2. The video processing method of claim 1, wherein said at least one boundary comprises an image content discontinuity boundary; an omnidirectional content of a sphere is mapped onto the projection faces of a three-dimensional object; regarding the three-dimensional object, one side of a first image area does not connect with one side of a second image area; and regarding the 360 VR projection layout, said one side of the first image area connects with said one side of the second image area, and the image content discontinuity boundary is between said one side of the first image area and said one side of the second image area.

3. The video processing method of claim 2, wherein the first image area is one of the projection faces of the three-dimensional object, and the second image area is another of the projection faces of the three-dimensional object.

4. The video processing method of claim 3, wherein the reconstructed frame further includes at least one image content continuity boundary; the projection faces comprise a first projection face and a second projection face; regarding the three-dimensional object, one side of the first projection face connects with one side of the second projection face; regarding the 360 VR projection layout, said one side of the first projection face connects with said one side of the second projection face, and one of said at least one image content continuity boundary is between said one side of the first projection face and said one side of the second projection face; and the in-loop filtering operation is allowed to be applied to each of said at least one image content continuity boundary.

5. A video processing apparatus comprising:

a video decoder, comprising:

a decoding circuit, arranged to receive a bitstream, parse a flag from the bitstream, decode a part of the bitstream to generate a reconstructed frame, and apply an in-loop filtering operation to the reconstructed frame, wherein the part of the bitstream transmits encoded information of a projection-based frame, the projection-based frame has a 360-degree content represented by projection faces packed in a 360-degree Virtual Reality (360 VR) projection layout, the projection-based frame has at least one boundary, and the flag indicates that the in-loop filtering operation is blocked from being applied to each of said at least one boundary in the reconstructed frame; and

a control circuit, arranged to control the in-loop filtering operation according to the flag, wherein in response to the flag, the in-loop filtering operation is blocked from being applied to each of said at least one boundary in the reconstructed frame.

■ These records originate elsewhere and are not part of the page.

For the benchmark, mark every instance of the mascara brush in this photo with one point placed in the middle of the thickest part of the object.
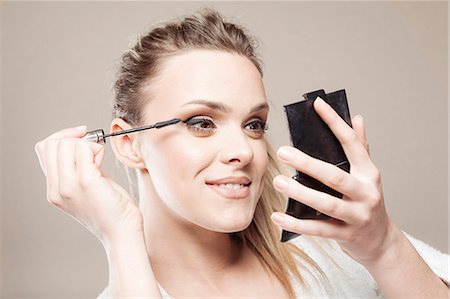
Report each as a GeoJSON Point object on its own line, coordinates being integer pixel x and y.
{"type": "Point", "coordinates": [99, 135]}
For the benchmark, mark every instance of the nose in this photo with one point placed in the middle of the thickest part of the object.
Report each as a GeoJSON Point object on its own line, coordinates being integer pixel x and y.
{"type": "Point", "coordinates": [236, 149]}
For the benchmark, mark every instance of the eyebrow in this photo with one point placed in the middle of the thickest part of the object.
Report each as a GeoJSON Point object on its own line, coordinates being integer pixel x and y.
{"type": "Point", "coordinates": [224, 108]}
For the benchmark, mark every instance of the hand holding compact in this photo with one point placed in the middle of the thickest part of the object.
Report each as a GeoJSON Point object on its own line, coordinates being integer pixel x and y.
{"type": "Point", "coordinates": [77, 185]}
{"type": "Point", "coordinates": [360, 224]}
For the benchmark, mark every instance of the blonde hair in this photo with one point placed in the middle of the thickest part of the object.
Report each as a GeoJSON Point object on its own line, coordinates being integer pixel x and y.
{"type": "Point", "coordinates": [207, 30]}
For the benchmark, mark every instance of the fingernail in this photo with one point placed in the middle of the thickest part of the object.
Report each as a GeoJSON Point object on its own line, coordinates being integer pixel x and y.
{"type": "Point", "coordinates": [285, 153]}
{"type": "Point", "coordinates": [277, 218]}
{"type": "Point", "coordinates": [81, 128]}
{"type": "Point", "coordinates": [319, 101]}
{"type": "Point", "coordinates": [280, 182]}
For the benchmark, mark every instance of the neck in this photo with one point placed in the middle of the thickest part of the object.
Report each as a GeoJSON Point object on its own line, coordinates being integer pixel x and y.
{"type": "Point", "coordinates": [175, 242]}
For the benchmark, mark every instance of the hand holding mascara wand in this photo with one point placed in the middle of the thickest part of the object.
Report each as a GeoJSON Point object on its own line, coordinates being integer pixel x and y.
{"type": "Point", "coordinates": [99, 135]}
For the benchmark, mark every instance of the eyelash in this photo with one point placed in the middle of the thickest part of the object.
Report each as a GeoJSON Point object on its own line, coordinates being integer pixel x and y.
{"type": "Point", "coordinates": [194, 122]}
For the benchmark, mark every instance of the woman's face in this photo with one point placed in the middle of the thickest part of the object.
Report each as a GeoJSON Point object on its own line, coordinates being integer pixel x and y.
{"type": "Point", "coordinates": [209, 170]}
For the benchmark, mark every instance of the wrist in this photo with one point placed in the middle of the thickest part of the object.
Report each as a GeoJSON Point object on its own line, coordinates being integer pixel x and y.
{"type": "Point", "coordinates": [389, 249]}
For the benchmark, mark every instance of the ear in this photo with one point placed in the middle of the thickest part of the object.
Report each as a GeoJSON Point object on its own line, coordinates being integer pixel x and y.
{"type": "Point", "coordinates": [126, 147]}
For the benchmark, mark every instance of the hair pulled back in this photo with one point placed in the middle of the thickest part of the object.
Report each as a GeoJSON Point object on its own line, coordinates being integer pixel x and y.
{"type": "Point", "coordinates": [207, 30]}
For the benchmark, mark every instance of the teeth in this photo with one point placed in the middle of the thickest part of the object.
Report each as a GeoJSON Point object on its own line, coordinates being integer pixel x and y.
{"type": "Point", "coordinates": [232, 186]}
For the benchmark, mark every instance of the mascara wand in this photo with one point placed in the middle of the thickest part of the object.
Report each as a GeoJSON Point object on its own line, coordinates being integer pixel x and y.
{"type": "Point", "coordinates": [99, 135]}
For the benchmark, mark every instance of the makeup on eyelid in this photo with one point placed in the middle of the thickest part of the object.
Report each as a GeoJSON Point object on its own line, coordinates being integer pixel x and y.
{"type": "Point", "coordinates": [99, 135]}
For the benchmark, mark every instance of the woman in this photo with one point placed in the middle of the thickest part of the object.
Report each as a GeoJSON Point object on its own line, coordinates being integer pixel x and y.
{"type": "Point", "coordinates": [209, 190]}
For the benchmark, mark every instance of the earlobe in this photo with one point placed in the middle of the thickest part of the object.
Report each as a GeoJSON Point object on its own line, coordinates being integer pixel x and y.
{"type": "Point", "coordinates": [126, 147]}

6. The video processing apparatus of claim 5, wherein said at least one boundary comprises an image content discontinuity boundary; an omnidirectional content of a sphere is mapped onto the projection faces of a three-dimensional object; regarding the three-dimensional object, one side of a first image area does not connect with one side of a second image area; and regarding the 360 VR projection layout, said one side of the first image area connects with said one side of the second image area, and the image content discontinuity boundary is between said one side of the first image area and said one side of the second image area.

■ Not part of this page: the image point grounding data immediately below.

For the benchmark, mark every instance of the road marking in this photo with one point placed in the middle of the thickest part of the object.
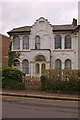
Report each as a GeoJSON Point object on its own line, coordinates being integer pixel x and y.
{"type": "Point", "coordinates": [40, 99]}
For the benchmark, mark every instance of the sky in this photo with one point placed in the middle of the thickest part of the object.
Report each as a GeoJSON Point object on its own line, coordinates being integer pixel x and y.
{"type": "Point", "coordinates": [19, 13]}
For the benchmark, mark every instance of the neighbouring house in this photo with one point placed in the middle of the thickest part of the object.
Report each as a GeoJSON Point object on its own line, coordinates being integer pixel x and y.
{"type": "Point", "coordinates": [4, 46]}
{"type": "Point", "coordinates": [45, 46]}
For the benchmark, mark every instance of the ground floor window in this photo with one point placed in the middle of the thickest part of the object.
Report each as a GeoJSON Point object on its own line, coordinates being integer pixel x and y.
{"type": "Point", "coordinates": [68, 64]}
{"type": "Point", "coordinates": [58, 64]}
{"type": "Point", "coordinates": [39, 67]}
{"type": "Point", "coordinates": [25, 66]}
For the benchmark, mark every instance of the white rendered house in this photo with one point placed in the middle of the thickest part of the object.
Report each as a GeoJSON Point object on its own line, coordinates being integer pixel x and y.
{"type": "Point", "coordinates": [45, 46]}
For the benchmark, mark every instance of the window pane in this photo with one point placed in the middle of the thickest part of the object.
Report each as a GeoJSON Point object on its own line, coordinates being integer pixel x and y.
{"type": "Point", "coordinates": [43, 67]}
{"type": "Point", "coordinates": [25, 65]}
{"type": "Point", "coordinates": [16, 43]}
{"type": "Point", "coordinates": [58, 64]}
{"type": "Point", "coordinates": [37, 42]}
{"type": "Point", "coordinates": [58, 42]}
{"type": "Point", "coordinates": [37, 68]}
{"type": "Point", "coordinates": [68, 42]}
{"type": "Point", "coordinates": [25, 42]}
{"type": "Point", "coordinates": [16, 62]}
{"type": "Point", "coordinates": [40, 58]}
{"type": "Point", "coordinates": [68, 64]}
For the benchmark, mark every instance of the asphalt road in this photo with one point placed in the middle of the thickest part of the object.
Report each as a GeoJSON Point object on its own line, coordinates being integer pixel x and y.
{"type": "Point", "coordinates": [17, 107]}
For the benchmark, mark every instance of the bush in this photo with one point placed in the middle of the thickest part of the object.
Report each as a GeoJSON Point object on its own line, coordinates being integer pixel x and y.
{"type": "Point", "coordinates": [61, 80]}
{"type": "Point", "coordinates": [12, 78]}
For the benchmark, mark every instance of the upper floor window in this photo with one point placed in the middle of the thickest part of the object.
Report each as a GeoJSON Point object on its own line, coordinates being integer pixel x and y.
{"type": "Point", "coordinates": [58, 64]}
{"type": "Point", "coordinates": [25, 66]}
{"type": "Point", "coordinates": [25, 42]}
{"type": "Point", "coordinates": [37, 68]}
{"type": "Point", "coordinates": [67, 42]}
{"type": "Point", "coordinates": [37, 42]}
{"type": "Point", "coordinates": [16, 62]}
{"type": "Point", "coordinates": [68, 64]}
{"type": "Point", "coordinates": [58, 42]}
{"type": "Point", "coordinates": [16, 43]}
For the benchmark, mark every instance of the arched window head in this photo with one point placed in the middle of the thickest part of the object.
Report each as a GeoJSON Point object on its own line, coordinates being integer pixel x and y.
{"type": "Point", "coordinates": [16, 62]}
{"type": "Point", "coordinates": [67, 42]}
{"type": "Point", "coordinates": [25, 42]}
{"type": "Point", "coordinates": [58, 64]}
{"type": "Point", "coordinates": [37, 42]}
{"type": "Point", "coordinates": [40, 58]}
{"type": "Point", "coordinates": [16, 43]}
{"type": "Point", "coordinates": [37, 68]}
{"type": "Point", "coordinates": [68, 64]}
{"type": "Point", "coordinates": [25, 66]}
{"type": "Point", "coordinates": [58, 42]}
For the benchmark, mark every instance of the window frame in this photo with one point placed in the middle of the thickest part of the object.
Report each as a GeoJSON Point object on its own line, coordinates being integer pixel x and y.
{"type": "Point", "coordinates": [67, 42]}
{"type": "Point", "coordinates": [37, 43]}
{"type": "Point", "coordinates": [27, 42]}
{"type": "Point", "coordinates": [58, 67]}
{"type": "Point", "coordinates": [70, 67]}
{"type": "Point", "coordinates": [25, 66]}
{"type": "Point", "coordinates": [16, 46]}
{"type": "Point", "coordinates": [58, 42]}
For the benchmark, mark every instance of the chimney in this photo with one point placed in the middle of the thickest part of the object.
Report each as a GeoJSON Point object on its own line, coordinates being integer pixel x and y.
{"type": "Point", "coordinates": [74, 22]}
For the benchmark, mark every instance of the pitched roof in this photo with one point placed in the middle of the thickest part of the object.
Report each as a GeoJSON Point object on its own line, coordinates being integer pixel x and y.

7. The video processing apparatus of claim 6, wherein the first image area is one of the projection faces of the three-dimensional object, and the second image area is another of the projection faces of the three-dimensional object.

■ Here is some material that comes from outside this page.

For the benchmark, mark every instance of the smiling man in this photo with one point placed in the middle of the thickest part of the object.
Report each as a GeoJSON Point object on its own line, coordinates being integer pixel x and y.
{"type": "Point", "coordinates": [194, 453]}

8. The video processing apparatus of claim 7, wherein the reconstructed frame further includes at least one image content continuity boundary; the projection faces comprise a first projection face and a second projection face; regarding the three-dimensional object, one side of the first projection face connects with one side of the second projection face; regarding the 360 VR projection layout, said one side of the first projection face connects with said one side of the second projection face, and one of said at least one image content continuity boundary is between said one side of the first projection face and said one side of the second projection face; and the in-loop filtering operation is allowed to be applied to each of said at least one image content continuity boundary.